We were trying to get some projects completed before leaving for a trip to Florida to attend a wedding and I knew when I returned I wanted this get this cupboard out of my shop. It's been residing there way too long and I was tired of moving it out of my way and working around it while making planes.
I get that way about a project sometimes. In the course of some projects, especially ones that you only have a small amount of time to commit, you finally reach a point when you just get tired of looking at a partially completed object and the only way to get it out of your shop is to finish it.
I have to apologize for not doing a better job of documenting the finishing portion of this project but frankly when you're wearing vinyl gloves for hand applying finishing materials and then when you have a spray gun in your hand is just not the best time to be handling a camera. Well not any camera that you care about.
Below you will see some of the flammable poisons I used in the finishing stages of this project. I have to say the finishing schedule on this project was quite involved. The first step was the sanding step. Even though I had worked almost all the surfaces with a plane there was still a necessity to do some sanding. I was to add some color and therefore I needed a consistent scratch pattern so the colors would be absorbed in a consistent manner. I block sanded all surfaces to 220 grit and the end grain surfaces to 320 grit. I was conscious to use a block on this pine so as to keep a flat surface and not create the wavy surface that is the result of removing more material from the areas of softer grain.
The next step was the blocker needed to keep the pine from splotching. I use a mixture of 2 parts tung oil finish mixed with 1 part lacquer thinner. I applied this mixture liberally and then reapplied in areas that seemed to absorb this material quite quickly. I wiped off the excess with a cotton cloth and then removed the application rags from my shop and laid them flat on the ground outside to dry. This material is most definitely a flammable poison.
After allowing a few minutes for this mixture to evaporate a bit I then applied a Transtint dye made from 2 parts medium brown, 2 parts honey amber and one part reddish brown. This was mixed in distilled water.
After the dye had dried overnight I sprayed a nice even coat of one and a half pound cut dark garnet shellac to the all the components of the cupboard. The next day I sanded the dust nibs off with some 320 grit sand paper and applied a glaze of Sherwin Williams Fruitwood oil pigmented stain. The following day I sprayed all the parts with two more coats of the Dark Garnet shellac. Shellac is not a poison but the alcohol that I used to dissolve the flakes is also sold as camp stove fuel so it's most definitely flammable.
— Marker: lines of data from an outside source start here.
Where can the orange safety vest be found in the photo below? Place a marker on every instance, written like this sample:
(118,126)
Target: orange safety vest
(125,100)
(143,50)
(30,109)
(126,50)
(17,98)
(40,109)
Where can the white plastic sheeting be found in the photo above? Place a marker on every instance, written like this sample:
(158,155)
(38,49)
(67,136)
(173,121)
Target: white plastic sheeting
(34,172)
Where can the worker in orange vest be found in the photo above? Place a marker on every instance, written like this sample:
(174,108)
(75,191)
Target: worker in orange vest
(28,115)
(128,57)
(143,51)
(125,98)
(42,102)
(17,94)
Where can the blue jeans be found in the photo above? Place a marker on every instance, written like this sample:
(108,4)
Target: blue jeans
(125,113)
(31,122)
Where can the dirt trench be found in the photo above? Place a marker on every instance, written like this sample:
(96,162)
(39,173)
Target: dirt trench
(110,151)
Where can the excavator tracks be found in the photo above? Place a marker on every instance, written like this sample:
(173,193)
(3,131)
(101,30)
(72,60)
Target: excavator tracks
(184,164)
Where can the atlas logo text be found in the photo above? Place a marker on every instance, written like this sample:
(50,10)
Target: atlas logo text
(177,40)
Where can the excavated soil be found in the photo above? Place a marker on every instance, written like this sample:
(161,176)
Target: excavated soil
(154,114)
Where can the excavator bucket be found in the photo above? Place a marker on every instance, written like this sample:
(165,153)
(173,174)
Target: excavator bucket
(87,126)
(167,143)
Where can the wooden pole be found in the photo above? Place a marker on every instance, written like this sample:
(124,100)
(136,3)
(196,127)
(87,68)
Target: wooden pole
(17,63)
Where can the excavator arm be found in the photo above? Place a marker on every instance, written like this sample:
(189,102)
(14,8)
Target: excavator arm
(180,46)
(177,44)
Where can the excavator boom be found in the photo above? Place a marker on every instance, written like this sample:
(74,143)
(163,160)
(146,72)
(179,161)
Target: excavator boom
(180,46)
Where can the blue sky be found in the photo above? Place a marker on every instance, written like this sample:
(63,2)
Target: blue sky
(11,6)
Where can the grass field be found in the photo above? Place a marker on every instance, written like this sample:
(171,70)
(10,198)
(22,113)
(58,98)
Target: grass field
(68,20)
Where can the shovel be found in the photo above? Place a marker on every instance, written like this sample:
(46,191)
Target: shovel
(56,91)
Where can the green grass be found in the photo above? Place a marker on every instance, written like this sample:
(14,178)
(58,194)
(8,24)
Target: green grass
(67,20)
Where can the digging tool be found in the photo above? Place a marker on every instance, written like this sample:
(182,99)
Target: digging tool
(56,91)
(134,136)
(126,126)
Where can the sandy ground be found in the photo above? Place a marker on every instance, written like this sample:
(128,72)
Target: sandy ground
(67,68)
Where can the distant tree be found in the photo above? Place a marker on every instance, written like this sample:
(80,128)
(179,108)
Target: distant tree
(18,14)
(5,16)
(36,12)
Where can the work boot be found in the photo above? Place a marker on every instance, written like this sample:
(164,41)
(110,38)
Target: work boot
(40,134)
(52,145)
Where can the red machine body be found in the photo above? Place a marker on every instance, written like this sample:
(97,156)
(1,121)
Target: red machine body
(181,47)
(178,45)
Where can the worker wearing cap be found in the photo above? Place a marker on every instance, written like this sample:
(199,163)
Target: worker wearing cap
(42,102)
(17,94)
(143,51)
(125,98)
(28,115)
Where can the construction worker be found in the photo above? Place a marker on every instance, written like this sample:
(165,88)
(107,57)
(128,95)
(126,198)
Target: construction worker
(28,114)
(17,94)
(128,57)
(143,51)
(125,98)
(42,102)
Periodically this piece will be used to display flower arrangements so I scuffed up the shellac on the top and back splash with some 400 grit sandpaper and then sprayed these parts with two coats of a hybrid waterborne lacquer that has proven to be very water resistant in my house.
When we returned from our brief vacation in Florida I wet sanded all the parts with 600 grit wet/dry sandpaper and then rubbed them down thoroughly with #0000 steel wool. I then completed the final assembly, applied a bit of furniture polish and the next day the cupboard was delivered to the church.
The congregation seems pleased, I'm happy it's in the church instead of my shop, but when It was completed I would have been happy to have put it in my house.
It was nice to walk back into my shop the next morning and concentrate solely on plane making. I don't know exactly what my next woodworking project will be, but I do know this......it will be smaller than this cupboard.